1897 -- with Wave, Camille broke with her Rodin period, now using a much more decorative style.
1898 – his Monument to Balzac at the Champ des Mars (which showed the writer in his morning frock) was also repudiated. After this, he did not finish any public commissions.
1898 -- after nearly 15 years, the Camille and Rodin parted.
For awhile, Camille was with the younger Claude Debussy, the composer. She gave him a copy of her La Valse which was on his mantle place until he died. (Apparently, he was more taken with her than vice-versa.)
1900 -- Camille's The Age of Maturity is an allegory of her break with Rodin.
1903 – Camille exhibited her works at the Salon des Artistes français or at the Salon d'Automne.
After 1903 – he enlarged his had his most successful works enlarged to monumental dimensions.
At this time he was France's best known artist and had many students, craftsmen and stone cutters.

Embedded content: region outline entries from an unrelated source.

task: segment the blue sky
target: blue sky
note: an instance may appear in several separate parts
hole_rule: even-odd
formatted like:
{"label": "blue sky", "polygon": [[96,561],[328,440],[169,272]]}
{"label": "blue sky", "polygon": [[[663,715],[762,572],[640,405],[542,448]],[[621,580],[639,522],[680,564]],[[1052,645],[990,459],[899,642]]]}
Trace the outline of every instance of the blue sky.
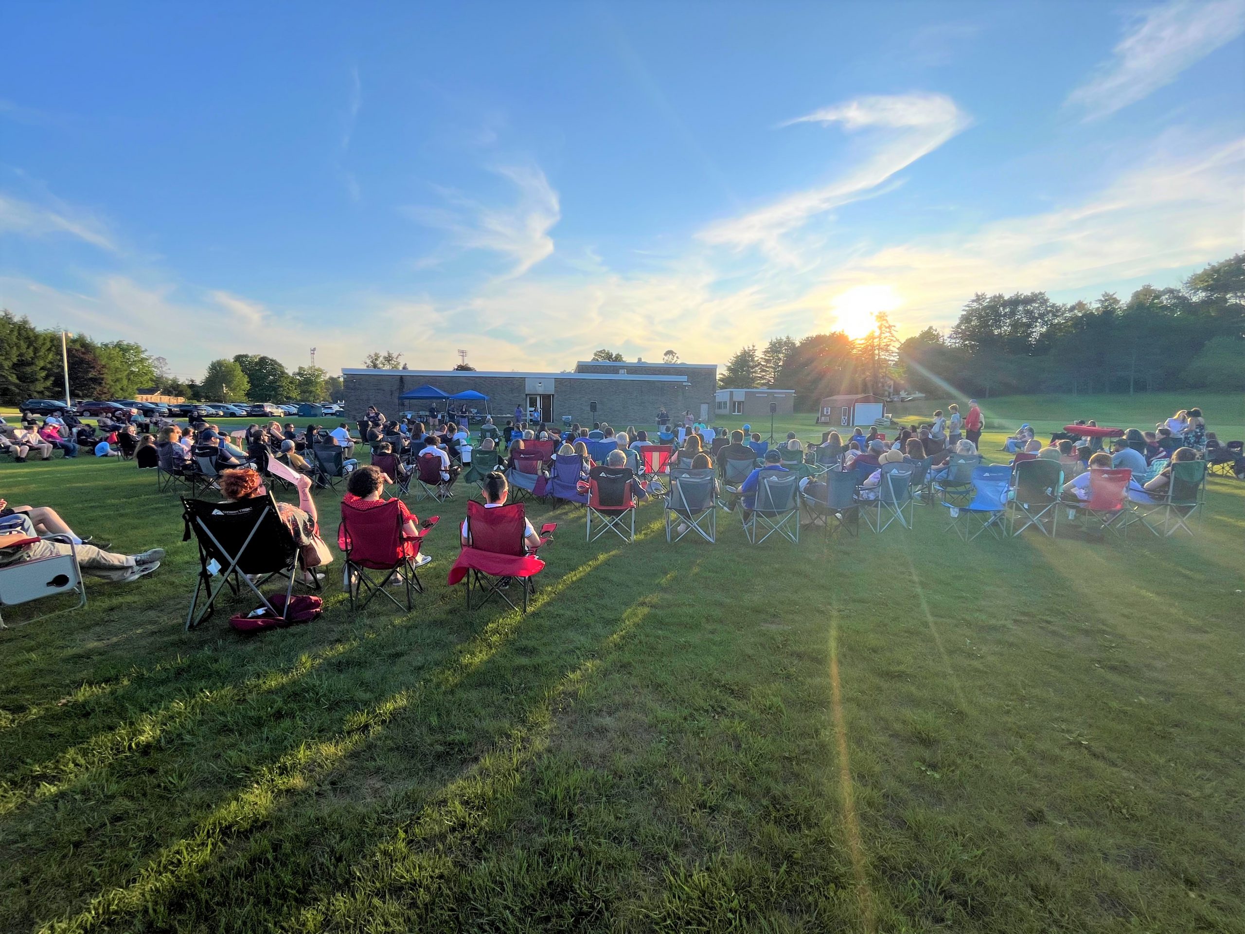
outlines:
{"label": "blue sky", "polygon": [[0,305],[198,376],[945,326],[1243,247],[1245,0],[7,4]]}

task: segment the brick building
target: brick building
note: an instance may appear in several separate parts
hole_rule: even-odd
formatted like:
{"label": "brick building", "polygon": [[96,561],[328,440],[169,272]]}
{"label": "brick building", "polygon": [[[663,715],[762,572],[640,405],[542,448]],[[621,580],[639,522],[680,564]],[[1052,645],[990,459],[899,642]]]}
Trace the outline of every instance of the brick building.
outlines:
{"label": "brick building", "polygon": [[[402,401],[400,396],[428,384],[449,395],[464,390],[483,392],[494,417],[508,418],[519,406],[538,408],[545,421],[560,422],[569,416],[580,423],[608,421],[625,426],[652,425],[662,408],[671,418],[685,411],[708,418],[713,412],[717,365],[588,361],[576,364],[575,372],[351,369],[342,370],[341,379],[347,418],[359,417],[370,405],[390,416],[426,410],[426,401]],[[595,416],[593,402],[596,402]],[[443,406],[438,403],[437,408]]]}

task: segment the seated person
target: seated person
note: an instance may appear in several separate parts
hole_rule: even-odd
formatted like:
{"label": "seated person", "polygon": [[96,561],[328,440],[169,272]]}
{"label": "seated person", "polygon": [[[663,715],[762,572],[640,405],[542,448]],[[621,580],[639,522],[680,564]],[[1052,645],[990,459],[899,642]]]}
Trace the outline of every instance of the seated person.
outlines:
{"label": "seated person", "polygon": [[640,482],[635,471],[626,466],[626,455],[619,450],[610,451],[604,465],[596,465],[588,472],[589,479],[596,481],[598,496],[603,508],[620,506],[630,487],[634,499],[647,499],[649,487]]}
{"label": "seated person", "polygon": [[[346,496],[341,498],[341,502],[356,509],[374,509],[385,503],[397,503],[398,514],[402,517],[402,538],[418,539],[420,517],[406,508],[406,503],[401,499],[383,498],[386,479],[385,472],[380,467],[372,465],[360,467],[357,471],[352,471],[350,478],[346,481]],[[413,553],[413,549],[407,552],[408,557]],[[425,560],[421,560],[420,564],[427,564],[431,560],[427,555],[423,555],[423,558]],[[396,583],[402,583],[400,575],[395,577],[397,577]]]}
{"label": "seated person", "polygon": [[1111,466],[1127,467],[1134,477],[1144,477],[1149,469],[1145,455],[1130,447],[1127,437],[1111,440]]}
{"label": "seated person", "polygon": [[[972,443],[972,442],[969,442]],[[899,451],[883,451],[878,458],[878,469],[865,477],[864,483],[857,491],[857,499],[873,501],[878,498],[878,487],[881,486],[881,468],[888,463],[903,463],[904,456]]]}
{"label": "seated person", "polygon": [[52,446],[25,427],[16,428],[12,432],[12,440],[0,436],[0,447],[11,453],[16,463],[25,463],[26,455],[31,451],[39,451],[44,461],[50,461],[52,457]]}
{"label": "seated person", "polygon": [[1003,451],[1006,451],[1010,455],[1013,455],[1017,451],[1023,451],[1025,445],[1027,445],[1032,440],[1033,440],[1033,428],[1030,427],[1028,422],[1025,422],[1023,425],[1020,426],[1020,431],[1017,431],[1015,435],[1007,438],[1007,441],[1003,442]]}
{"label": "seated person", "polygon": [[73,544],[93,544],[96,548],[107,548],[111,544],[110,542],[97,542],[91,535],[80,538],[60,517],[60,513],[50,506],[9,506],[4,499],[0,499],[0,521],[10,516],[25,516],[36,535],[65,535]]}
{"label": "seated person", "polygon": [[[1194,451],[1191,447],[1178,447],[1172,453],[1172,463],[1182,463],[1184,461],[1196,461],[1196,460],[1198,460],[1198,452]],[[1172,483],[1172,463],[1169,463],[1167,467],[1159,471],[1154,476],[1154,479],[1149,481],[1145,484],[1145,492],[1150,496],[1152,502],[1154,499],[1167,498],[1168,486]],[[1132,488],[1129,488],[1129,493],[1132,493]],[[1132,499],[1133,497],[1129,496],[1129,498]]]}
{"label": "seated person", "polygon": [[159,466],[167,473],[181,473],[190,458],[190,452],[182,445],[182,430],[176,425],[161,428],[156,442],[159,453]]}
{"label": "seated person", "polygon": [[757,487],[761,483],[761,474],[767,471],[791,473],[791,471],[782,466],[782,453],[779,453],[778,448],[766,451],[764,466],[753,468],[752,473],[749,473],[743,483],[740,484],[740,493],[743,494],[742,504],[745,517],[747,517],[753,508],[756,508]]}
{"label": "seated person", "polygon": [[1179,448],[1182,446],[1180,445],[1180,438],[1177,437],[1175,435],[1173,435],[1170,428],[1167,428],[1167,427],[1157,428],[1154,431],[1154,435],[1155,435],[1159,450],[1163,451],[1163,453],[1165,453],[1167,456],[1170,456],[1173,451],[1175,451],[1177,448]]}
{"label": "seated person", "polygon": [[290,441],[289,438],[281,442],[281,456],[285,458],[285,462],[289,463],[290,467],[296,469],[299,473],[308,473],[308,474],[315,473],[315,468],[312,468],[311,465],[308,463],[308,460],[303,455],[300,455],[295,450],[295,447],[296,447],[295,442]]}
{"label": "seated person", "polygon": [[156,448],[156,438],[143,435],[138,438],[138,447],[134,448],[134,461],[139,469],[159,467],[159,451]]}
{"label": "seated person", "polygon": [[[77,445],[70,441],[65,435],[62,435],[63,426],[50,425],[44,422],[44,427],[39,430],[39,437],[41,437],[46,443],[52,447],[59,447],[65,452],[66,457],[77,457]],[[45,458],[46,460],[46,458]]]}
{"label": "seated person", "polygon": [[152,548],[139,554],[116,554],[92,544],[70,545],[63,542],[31,539],[25,531],[0,531],[0,568],[59,554],[77,554],[78,567],[83,574],[129,584],[156,570],[164,557],[164,549]]}
{"label": "seated person", "polygon": [[743,443],[742,431],[732,431],[730,443],[717,452],[720,465],[726,461],[754,461],[756,457],[756,452]]}
{"label": "seated person", "polygon": [[[220,484],[220,493],[227,502],[233,503],[256,496],[268,496],[268,488],[264,486],[264,476],[259,471],[225,471],[220,474],[218,482]],[[311,498],[311,478],[300,476],[295,486],[299,491],[299,504],[290,506],[289,503],[278,502],[276,514],[290,531],[294,544],[304,548],[314,544],[317,539],[316,521],[319,514],[316,513],[315,499]],[[330,554],[329,560],[324,560],[321,564],[329,564],[331,560]],[[303,572],[303,582],[306,584],[314,584],[316,580],[322,579],[324,574],[316,570],[308,569]]]}
{"label": "seated person", "polygon": [[[430,438],[431,441],[432,438]],[[441,484],[446,488],[452,487],[454,481],[458,479],[458,474],[462,472],[462,467],[457,463],[449,462],[449,455],[446,452],[441,445],[428,445],[420,452],[420,457],[438,458],[441,461]]]}
{"label": "seated person", "polygon": [[121,457],[120,451],[113,451],[112,445],[108,443],[108,438],[100,438],[100,443],[95,446],[96,457]]}
{"label": "seated person", "polygon": [[[492,471],[484,474],[484,486],[481,488],[484,493],[484,508],[496,509],[498,506],[505,506],[505,497],[510,492],[509,484],[505,482],[505,474],[500,471]],[[467,527],[467,519],[463,519],[462,529],[459,531],[459,539],[463,548],[471,547],[471,537]],[[532,528],[532,523],[524,519],[523,526],[523,540],[529,550],[534,550],[540,547],[540,535],[537,531]]]}
{"label": "seated person", "polygon": [[194,456],[210,458],[218,471],[242,466],[242,462],[237,457],[220,447],[220,436],[212,431],[212,428],[199,432],[198,442],[194,446]]}

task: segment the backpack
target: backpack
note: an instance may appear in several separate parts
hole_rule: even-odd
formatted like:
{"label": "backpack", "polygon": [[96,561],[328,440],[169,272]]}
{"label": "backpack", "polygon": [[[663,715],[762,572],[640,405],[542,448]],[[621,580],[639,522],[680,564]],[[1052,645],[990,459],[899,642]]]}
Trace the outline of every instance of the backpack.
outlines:
{"label": "backpack", "polygon": [[312,619],[324,613],[324,600],[319,597],[312,597],[310,594],[294,594],[290,598],[290,609],[281,619],[281,610],[285,609],[285,594],[274,594],[269,603],[276,610],[268,606],[260,606],[249,614],[238,614],[229,618],[229,625],[237,629],[239,633],[254,633],[259,629],[284,629],[285,626],[293,626],[295,623],[310,623]]}

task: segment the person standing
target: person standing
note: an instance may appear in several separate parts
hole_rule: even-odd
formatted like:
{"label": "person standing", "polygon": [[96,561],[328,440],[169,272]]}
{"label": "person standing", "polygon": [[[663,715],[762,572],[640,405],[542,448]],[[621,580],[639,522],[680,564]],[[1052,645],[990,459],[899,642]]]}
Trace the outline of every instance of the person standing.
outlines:
{"label": "person standing", "polygon": [[985,418],[981,417],[981,408],[977,406],[977,400],[970,399],[969,415],[964,418],[964,436],[979,450],[981,448],[982,427],[985,427]]}

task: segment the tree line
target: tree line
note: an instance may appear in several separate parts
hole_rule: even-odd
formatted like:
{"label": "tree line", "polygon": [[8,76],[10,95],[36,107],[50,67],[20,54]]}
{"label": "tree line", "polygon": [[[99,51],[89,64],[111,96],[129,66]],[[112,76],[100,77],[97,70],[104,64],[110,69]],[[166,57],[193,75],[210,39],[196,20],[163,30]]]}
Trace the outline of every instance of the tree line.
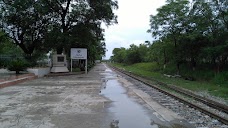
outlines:
{"label": "tree line", "polygon": [[[70,48],[87,48],[88,59],[105,55],[104,30],[117,23],[115,0],[0,0],[0,31],[27,58],[54,50],[70,55]],[[5,39],[4,39],[5,40]]]}
{"label": "tree line", "polygon": [[175,65],[191,70],[228,68],[228,1],[167,0],[150,16],[149,33],[156,40],[139,46],[115,48],[111,59],[119,63],[157,62],[164,69]]}

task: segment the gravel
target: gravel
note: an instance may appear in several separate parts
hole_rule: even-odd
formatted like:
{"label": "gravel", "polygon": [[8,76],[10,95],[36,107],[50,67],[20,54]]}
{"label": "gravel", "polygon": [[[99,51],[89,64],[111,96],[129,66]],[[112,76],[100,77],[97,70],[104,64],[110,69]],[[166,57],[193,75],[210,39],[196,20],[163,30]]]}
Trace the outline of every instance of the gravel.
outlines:
{"label": "gravel", "polygon": [[[228,125],[225,125],[218,120],[211,118],[210,116],[189,107],[188,105],[185,105],[178,100],[167,96],[145,84],[142,82],[139,82],[135,79],[130,78],[129,76],[126,76],[122,74],[123,77],[125,77],[128,81],[134,83],[134,86],[138,89],[144,91],[148,95],[150,95],[155,101],[163,105],[164,107],[174,111],[179,116],[185,118],[189,123],[191,123],[196,128],[228,128]],[[209,95],[207,95],[207,98]],[[210,97],[210,99],[213,99],[213,97]],[[220,100],[221,101],[221,100]],[[222,102],[222,101],[221,101]],[[222,102],[224,103],[224,102]],[[198,104],[198,103],[197,103]],[[211,109],[208,106],[200,103],[199,105],[204,106],[207,109]],[[217,110],[213,110],[217,111]],[[224,113],[217,111],[217,114],[224,115]],[[227,114],[224,116],[227,117]]]}

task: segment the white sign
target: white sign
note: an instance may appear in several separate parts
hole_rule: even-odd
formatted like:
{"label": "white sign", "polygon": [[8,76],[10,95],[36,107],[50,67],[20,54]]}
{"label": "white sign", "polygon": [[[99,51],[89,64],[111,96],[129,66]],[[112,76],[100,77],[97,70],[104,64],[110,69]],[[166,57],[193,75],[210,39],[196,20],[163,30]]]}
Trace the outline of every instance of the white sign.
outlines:
{"label": "white sign", "polygon": [[87,59],[87,49],[85,48],[71,48],[71,59]]}

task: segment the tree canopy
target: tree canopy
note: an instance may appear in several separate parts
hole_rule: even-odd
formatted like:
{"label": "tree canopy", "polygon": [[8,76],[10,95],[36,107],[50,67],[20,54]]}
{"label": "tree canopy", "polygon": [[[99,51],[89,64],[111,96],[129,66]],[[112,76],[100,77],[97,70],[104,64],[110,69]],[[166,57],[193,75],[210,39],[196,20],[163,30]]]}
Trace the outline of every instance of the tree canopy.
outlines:
{"label": "tree canopy", "polygon": [[[121,48],[120,52],[113,52],[113,61],[157,62],[163,68],[175,65],[177,74],[183,66],[193,71],[202,67],[215,72],[227,70],[228,1],[167,0],[157,12],[150,16],[148,30],[156,40]],[[139,60],[132,61],[135,58]]]}
{"label": "tree canopy", "polygon": [[113,0],[0,0],[0,7],[2,30],[28,55],[52,49],[69,54],[71,47],[104,55],[101,23],[117,23]]}

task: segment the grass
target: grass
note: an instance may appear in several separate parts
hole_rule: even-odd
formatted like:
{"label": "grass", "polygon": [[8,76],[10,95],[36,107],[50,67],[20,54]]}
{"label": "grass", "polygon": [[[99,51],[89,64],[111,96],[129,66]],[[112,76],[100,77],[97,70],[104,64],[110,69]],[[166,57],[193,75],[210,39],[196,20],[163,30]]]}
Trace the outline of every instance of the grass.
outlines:
{"label": "grass", "polygon": [[[137,63],[133,65],[112,64],[113,66],[124,68],[127,71],[146,77],[151,80],[157,80],[166,84],[176,85],[194,92],[206,92],[212,96],[228,100],[228,85],[226,83],[216,83],[211,81],[189,81],[182,78],[169,78],[159,72],[159,66],[156,63]],[[223,79],[218,76],[217,79]],[[215,78],[216,79],[216,78]]]}

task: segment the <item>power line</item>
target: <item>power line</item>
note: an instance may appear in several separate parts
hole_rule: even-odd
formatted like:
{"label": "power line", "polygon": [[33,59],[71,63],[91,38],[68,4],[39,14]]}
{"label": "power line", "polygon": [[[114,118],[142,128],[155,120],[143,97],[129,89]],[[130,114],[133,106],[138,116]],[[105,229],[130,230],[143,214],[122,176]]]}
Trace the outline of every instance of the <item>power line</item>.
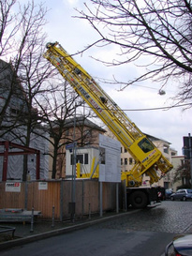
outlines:
{"label": "power line", "polygon": [[[119,111],[124,111],[124,112],[126,112],[126,111],[157,111],[157,110],[167,110],[169,111],[170,109],[173,109],[173,108],[180,108],[180,107],[185,107],[185,106],[192,106],[192,103],[185,103],[185,104],[180,104],[180,105],[172,105],[172,106],[167,106],[167,107],[159,107],[159,108],[150,108],[150,109],[121,109]],[[88,108],[90,109],[94,109],[93,107],[89,107]],[[109,110],[109,109],[102,109],[102,110]],[[115,109],[115,111],[117,111]]]}

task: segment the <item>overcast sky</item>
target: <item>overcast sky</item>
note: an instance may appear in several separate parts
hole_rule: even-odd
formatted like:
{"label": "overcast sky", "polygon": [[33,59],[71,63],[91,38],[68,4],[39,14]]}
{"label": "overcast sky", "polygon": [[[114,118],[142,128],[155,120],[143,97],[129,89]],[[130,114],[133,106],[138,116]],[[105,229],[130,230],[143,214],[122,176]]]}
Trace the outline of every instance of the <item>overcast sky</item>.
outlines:
{"label": "overcast sky", "polygon": [[[39,1],[35,0],[35,2]],[[97,38],[96,33],[88,23],[72,18],[78,15],[75,11],[76,8],[80,10],[83,8],[83,2],[85,1],[47,0],[45,2],[50,9],[47,15],[48,24],[45,27],[48,41],[58,41],[68,53],[75,53],[84,49]],[[89,3],[89,1],[86,2]],[[91,58],[94,56],[109,60],[117,52],[118,49],[111,46],[105,49],[95,47],[74,58],[96,80],[97,78],[112,80],[114,76],[116,79],[126,82],[140,72],[137,67],[130,64],[110,68]],[[124,91],[119,91],[118,85],[102,83],[100,85],[119,107],[125,110],[129,119],[142,132],[170,143],[170,147],[177,150],[178,155],[182,154],[183,136],[192,134],[192,110],[183,112],[181,107],[170,110],[151,110],[173,105],[170,98],[177,92],[175,82],[164,88],[166,91],[164,96],[158,94],[159,84],[152,82],[134,84]]]}

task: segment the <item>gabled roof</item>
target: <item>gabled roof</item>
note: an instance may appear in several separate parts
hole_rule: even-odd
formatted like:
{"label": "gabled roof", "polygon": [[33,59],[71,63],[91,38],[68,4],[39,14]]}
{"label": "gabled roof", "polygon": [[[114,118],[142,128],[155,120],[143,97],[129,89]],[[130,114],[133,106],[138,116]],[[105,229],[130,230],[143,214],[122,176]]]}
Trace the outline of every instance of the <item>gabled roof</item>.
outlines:
{"label": "gabled roof", "polygon": [[[95,124],[94,122],[92,122],[91,120],[87,119],[86,116],[84,115],[81,115],[81,116],[76,116],[75,117],[71,117],[71,118],[67,118],[65,121],[64,124],[64,128],[73,128],[74,127],[74,122],[76,122],[76,127],[88,127],[96,130],[100,130],[102,132],[106,132],[106,130],[102,128],[100,128],[99,126],[97,126],[96,124]],[[57,124],[57,121],[53,121],[55,128],[59,126],[59,124]]]}
{"label": "gabled roof", "polygon": [[149,138],[150,139],[150,141],[162,141],[162,142],[165,142],[165,143],[169,143],[169,144],[171,144],[170,143],[169,143],[169,142],[167,142],[167,141],[165,141],[165,140],[163,140],[163,139],[159,139],[159,138],[157,138],[157,137],[155,137],[155,136],[152,136],[152,135],[150,135],[150,134],[147,134],[147,133],[143,133],[143,134],[145,134],[146,136],[147,136],[147,138]]}

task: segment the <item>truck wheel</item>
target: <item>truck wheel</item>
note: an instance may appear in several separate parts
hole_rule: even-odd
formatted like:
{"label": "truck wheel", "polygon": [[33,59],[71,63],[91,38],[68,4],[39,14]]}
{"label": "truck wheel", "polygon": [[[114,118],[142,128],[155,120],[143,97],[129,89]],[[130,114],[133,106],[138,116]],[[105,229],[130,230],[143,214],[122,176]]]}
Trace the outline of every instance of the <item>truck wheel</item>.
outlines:
{"label": "truck wheel", "polygon": [[130,203],[134,208],[144,208],[147,206],[147,195],[143,191],[135,191],[130,195]]}

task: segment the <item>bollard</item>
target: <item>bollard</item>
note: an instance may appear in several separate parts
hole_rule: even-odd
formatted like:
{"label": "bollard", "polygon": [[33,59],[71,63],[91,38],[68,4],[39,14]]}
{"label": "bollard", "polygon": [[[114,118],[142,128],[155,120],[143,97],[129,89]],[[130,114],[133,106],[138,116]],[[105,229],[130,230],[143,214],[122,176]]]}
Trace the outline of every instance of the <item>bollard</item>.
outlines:
{"label": "bollard", "polygon": [[91,218],[91,203],[89,203],[89,218]]}
{"label": "bollard", "polygon": [[54,227],[54,205],[52,205],[52,227]]}
{"label": "bollard", "polygon": [[32,211],[31,211],[31,230],[30,232],[34,232],[34,207],[32,207]]}

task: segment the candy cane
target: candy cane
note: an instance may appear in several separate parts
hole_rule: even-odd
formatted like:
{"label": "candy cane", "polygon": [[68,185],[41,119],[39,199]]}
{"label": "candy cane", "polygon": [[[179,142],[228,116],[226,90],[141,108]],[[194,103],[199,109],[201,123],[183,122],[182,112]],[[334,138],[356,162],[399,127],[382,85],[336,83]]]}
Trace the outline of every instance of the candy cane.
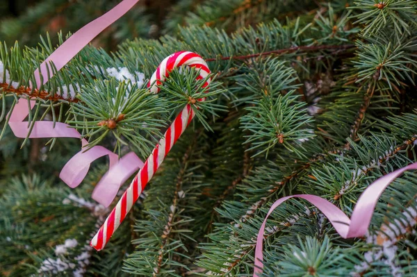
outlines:
{"label": "candy cane", "polygon": [[[188,51],[177,52],[167,57],[158,67],[156,72],[154,73],[148,83],[150,91],[158,93],[159,92],[158,85],[162,83],[162,81],[174,67],[181,65],[188,65],[197,70],[199,72],[197,80],[205,78],[210,74],[207,64],[197,54]],[[210,81],[210,78],[207,79],[203,87],[208,86]],[[204,99],[199,99],[199,101],[204,101]],[[195,113],[191,109],[191,106],[190,104],[187,104],[175,118],[174,122],[166,131],[163,137],[159,140],[152,153],[145,162],[143,167],[135,176],[129,187],[91,241],[90,245],[96,250],[100,251],[104,248],[194,116]]]}

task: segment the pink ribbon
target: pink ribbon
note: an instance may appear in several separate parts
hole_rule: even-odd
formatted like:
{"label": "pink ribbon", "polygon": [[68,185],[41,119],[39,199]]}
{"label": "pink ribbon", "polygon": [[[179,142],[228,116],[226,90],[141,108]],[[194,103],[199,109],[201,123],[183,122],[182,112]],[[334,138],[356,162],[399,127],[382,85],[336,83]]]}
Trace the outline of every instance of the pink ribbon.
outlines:
{"label": "pink ribbon", "polygon": [[384,190],[400,175],[407,170],[417,169],[417,162],[409,165],[405,167],[395,170],[383,177],[379,178],[362,193],[354,206],[352,217],[349,217],[338,207],[326,199],[311,194],[297,194],[283,197],[276,201],[266,215],[266,217],[259,229],[255,248],[255,270],[254,277],[260,276],[263,272],[263,255],[262,253],[265,226],[270,215],[283,202],[291,198],[301,198],[314,205],[327,217],[336,231],[344,239],[363,237],[366,234],[370,224],[370,219],[378,199]]}
{"label": "pink ribbon", "polygon": [[[48,70],[47,65],[53,63],[57,72],[60,70],[92,39],[124,15],[139,0],[122,1],[113,9],[72,35],[35,71],[37,87],[40,88],[41,84],[45,84],[49,78],[54,76],[54,72]],[[41,78],[43,78],[43,82],[41,81]],[[54,124],[51,121],[35,121],[32,123],[31,131],[31,124],[24,120],[28,115],[29,110],[35,106],[35,103],[30,99],[27,101],[29,101],[28,103],[22,99],[17,101],[10,115],[9,126],[16,137],[81,137],[81,135],[76,129],[62,122]],[[84,139],[81,142],[83,147],[88,144]],[[108,156],[110,169],[96,185],[92,192],[92,198],[107,207],[111,203],[119,188],[126,180],[143,167],[143,162],[134,153],[131,152],[119,160],[117,155],[101,146],[94,146],[86,151],[81,150],[68,161],[59,176],[70,187],[76,187],[87,175],[91,163],[104,156]]]}

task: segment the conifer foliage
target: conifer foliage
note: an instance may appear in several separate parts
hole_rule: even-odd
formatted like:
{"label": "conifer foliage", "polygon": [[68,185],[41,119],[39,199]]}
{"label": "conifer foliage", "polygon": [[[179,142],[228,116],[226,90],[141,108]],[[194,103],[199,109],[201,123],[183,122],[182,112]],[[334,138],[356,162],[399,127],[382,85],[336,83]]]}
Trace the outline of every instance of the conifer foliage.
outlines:
{"label": "conifer foliage", "polygon": [[[111,38],[105,49],[85,47],[34,87],[67,33],[117,3],[38,2],[0,22],[0,276],[250,276],[275,200],[312,194],[350,215],[373,181],[417,161],[416,1],[140,4],[100,37]],[[161,61],[183,50],[207,61],[210,86],[181,67],[149,93]],[[179,109],[196,112],[100,252],[88,242],[110,210],[91,192],[108,162],[67,187],[59,171],[79,141],[18,139],[8,126],[28,96],[29,126],[65,122],[90,145],[142,160]],[[417,172],[407,172],[366,237],[352,240],[308,202],[287,201],[267,223],[263,276],[415,276],[416,195]]]}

1905 forward -- Camille acted mentally deranged: she destroyed many of her statues, disappeared for long periods of time, acted paranoid, accusing Rodin of stealing her ideas and trying to kill her.
1906 -- Camille's brother wed and returned to China. After this Camille secluded herself in her workshop.
c. 1915 – Rodin produced numerous erotic drawings.
1906 – he exhibited his erotic drawings at Weimar Museum. This resulted in the Kessler scandal, in which Harry Count Kessler was dismissed as curator of the Museum.
1913 -- Claudel's father (who had helped to support her) died. Eight days later she was admitted to a psychiatric hospital. Every few years her brother would visit her.
1917 (January 29) – Rodin finally married Rose Beuret, who died two weeks later.
1917 (November 17) – death of Rodin.
1920 -- physician Dr. Brunet advised Claudel's mother to try to reintegrate her daughter back into the family, but her mother was not interested.
1929 -- Jessie Lipscomb visited Claudel. .
1943 – after 30 years of living in an asylum, Camille Claudel died. Her sister and mother never visited her.
1951 -- her brother organized an exhibition at the Musée Rodin (and continues to display her sculptures).